Encanto, choro e um helicóptero, por favor: como foi minha 1ª vez na neve
Não fossem uns dias de atraso, teria visto neve na Alemanha há nove anos. Só ganhei a lembrancinha: gelo derretido, lama de escorregar e a certeza de que minhas botas eram baixas demais para o frio que vinha daquele chão. Com sapatos reforçados colocados na mala um mês antes do voo (é sério!), viajei no início de dezembro para finalmente ver neve. Dessa vez, na França.
Estava bem no início da temporada de inverno. Parei em Paris, logo fui a Lyon e, então, peguei mais três horas e algumas cidades bucólicas de estrada até La Rosière, estação de esqui na beiradinha leste da França que faz divisa com a Itália. No caminho, vi pela janela do transfer a paisagem dos sonhos chegar: montanhas enormes em tons de branco-neve e azul-céu, mais bonitos que qualquer código Pantone.
Depois do trecho sinuoso, capaz de fazer o carro dar leves deslizadas, cheguei sem enjoos — milagre. Saí da van e entrei no congelador dos Alpes, cordilheira de quilômetros de extensão e largura que faz uma espécie de arco sobre a Itália, passando pela Suíça, Alemanha, Liechtenstein, Áustria e Eslovênia.
Estava ali para a inauguração do Club Med La Rosière. O prédio foi construído sobre um antigo aeródromo no Vale da Tarentaise, um lugar quase inóspito a 1950 metros de altitude, na comuna de Montvalezan.
No resort, pude dormir e acordar olhando para os flocos de neve, que nem sequer sabia que na vida real tinham o mesmo formato de "Frozen". Por mais óbvio que soe.
Expectativa e realidade: é sempre sobre isso
Quando contei sobre a viagem para pessoas próximas, ouvi de tudo. "A neve deixa a gente molhado". "Mal consegui ficar em pé de esqui". "Frio é bom só para tirar foto.
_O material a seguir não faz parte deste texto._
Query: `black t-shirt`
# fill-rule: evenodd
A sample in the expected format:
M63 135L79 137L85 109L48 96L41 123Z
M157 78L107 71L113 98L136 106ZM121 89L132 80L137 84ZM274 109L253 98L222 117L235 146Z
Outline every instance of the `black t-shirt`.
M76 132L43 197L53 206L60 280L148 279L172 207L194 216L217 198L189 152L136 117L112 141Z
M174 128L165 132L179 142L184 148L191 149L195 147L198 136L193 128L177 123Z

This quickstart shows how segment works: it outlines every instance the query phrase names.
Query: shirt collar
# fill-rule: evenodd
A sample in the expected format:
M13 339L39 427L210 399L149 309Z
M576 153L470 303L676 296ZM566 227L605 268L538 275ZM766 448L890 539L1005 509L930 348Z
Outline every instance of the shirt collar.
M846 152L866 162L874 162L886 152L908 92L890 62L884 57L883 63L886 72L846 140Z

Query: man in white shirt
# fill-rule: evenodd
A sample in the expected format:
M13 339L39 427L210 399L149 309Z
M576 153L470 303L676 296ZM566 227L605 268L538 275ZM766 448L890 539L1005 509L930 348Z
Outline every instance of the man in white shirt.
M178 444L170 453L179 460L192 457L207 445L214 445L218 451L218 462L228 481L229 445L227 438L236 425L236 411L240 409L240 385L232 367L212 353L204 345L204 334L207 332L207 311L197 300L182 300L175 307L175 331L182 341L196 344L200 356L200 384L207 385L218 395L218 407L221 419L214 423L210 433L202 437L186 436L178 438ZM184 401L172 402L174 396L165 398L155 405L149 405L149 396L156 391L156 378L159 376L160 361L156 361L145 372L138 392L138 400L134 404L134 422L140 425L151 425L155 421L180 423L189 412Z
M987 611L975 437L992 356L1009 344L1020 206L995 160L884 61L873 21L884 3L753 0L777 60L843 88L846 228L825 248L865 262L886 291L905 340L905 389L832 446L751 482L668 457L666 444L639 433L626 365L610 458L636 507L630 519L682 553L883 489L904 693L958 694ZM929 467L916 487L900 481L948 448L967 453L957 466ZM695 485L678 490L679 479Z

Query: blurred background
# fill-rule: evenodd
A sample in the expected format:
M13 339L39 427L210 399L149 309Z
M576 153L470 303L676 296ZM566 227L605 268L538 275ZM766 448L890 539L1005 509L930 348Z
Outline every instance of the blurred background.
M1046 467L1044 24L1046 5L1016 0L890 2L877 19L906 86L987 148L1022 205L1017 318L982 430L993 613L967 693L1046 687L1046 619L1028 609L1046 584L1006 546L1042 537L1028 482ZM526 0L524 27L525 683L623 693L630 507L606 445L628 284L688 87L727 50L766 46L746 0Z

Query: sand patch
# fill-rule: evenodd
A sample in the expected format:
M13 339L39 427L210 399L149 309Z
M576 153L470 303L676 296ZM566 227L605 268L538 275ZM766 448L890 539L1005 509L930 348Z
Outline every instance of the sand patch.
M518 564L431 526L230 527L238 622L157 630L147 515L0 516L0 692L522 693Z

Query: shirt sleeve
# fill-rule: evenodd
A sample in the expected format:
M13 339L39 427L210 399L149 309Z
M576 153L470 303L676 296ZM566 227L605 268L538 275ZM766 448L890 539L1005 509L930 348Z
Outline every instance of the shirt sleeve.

Tô fora".
Surpreendentemente, as frases mal-humoradas me serviram para calibrar as expectativas. Estar preparada para o último ambiente com o qual alguém que nasceu na praia teria intimidade.
Uma parte da experiência foi fácil. A calefação do hotel ajudava um tanto. Do lado de dentro, fiz ioga com vista, comi carbonara enquanto a neve se acumulava igual bolo de aniversário nas mesinhas ao ar livre e entrei na piscina assistindo aos pinheiros serem polvilhados de açúcar de confeiteiro.
Já lá fora, meu bem, qualquer traço de poesia congela e o cérebro repete: que frio, que frio, que frio.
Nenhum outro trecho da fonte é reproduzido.